In 1969, while still in their teens, Wendy & Bonnie recorded the now classic “Genesis” album. It quickly disappeared, due to the bankruptcy of the label, Skye Records.

Wendy subsequently sang with numerous other Bay Area bands, recorded jingles and added vocals on sessions with prominent artists, such as Cal Tjader.

Wendy earned her childhood education degree and taught music to young people via her imaginative Mew Mew Music program. She established The Flower Puppet Family, a children’s entertainment company featuring numerous puppets she designed. She released a children’s music cassette, the much acclaimed “My Pet Songs,” in the late ‘80s.

She and her husband Paul Freeman wrote and recorded “We Care,” the theme song for Project Wee Care, an organization which enables children to help the homeless.

Meanwhile, “Genesis” had become a cult favorite. Interest from such artists as Stereolab and such producers as Irwin Chusid and Mike Alway led to the album’s release on CD via the Sundazed label. It earned rave reviews from North American, UK, European and Japanese critics. It received airplay on many college, free-form and folk radio and internet stations.

The innovative Welsh band Super Furry Animals chose a sample from “By The Sea,” one of the beloved songs from “Genesis,” to open their “Phantom Power” CD. While playing San Francisco’s legendary Fillmore Theater, they invited Wendy to join them on stage. She performed a duet of the band’s “Hello Sunshine” with front man Gruff Rhys to a standing, cheering, full house. SFA included the rehearsal of that number in their DVD documentary “American Sasquatch,” a bonus disc in their “Songbook: The Singles Vol.1.”

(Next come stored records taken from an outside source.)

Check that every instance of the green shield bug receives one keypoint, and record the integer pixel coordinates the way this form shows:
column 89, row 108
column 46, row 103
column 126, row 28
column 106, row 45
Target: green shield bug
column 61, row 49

“By The Sea” is also featured on the new Andy Votel compilation, “Folk Is Not A Four Letter Word.”

Now Wendy is back with “Flower Power.” Originally inspired by Paul’s screenplay of the same title, this is a family-oriented, folk-rock, ‘60s-ish message album. Themes include peace, brotherhood, individuality, the environment and animal rights. A portion of the proceeds goes to Free the Children, a very admirable international organization.

Wendy and Paul have already written many of the songs for her next project, a “grown-up” rock/techno/folk/jazz/Wendy & Bonnie-ish CD. This will be her first foray into this territory since “Genesis.”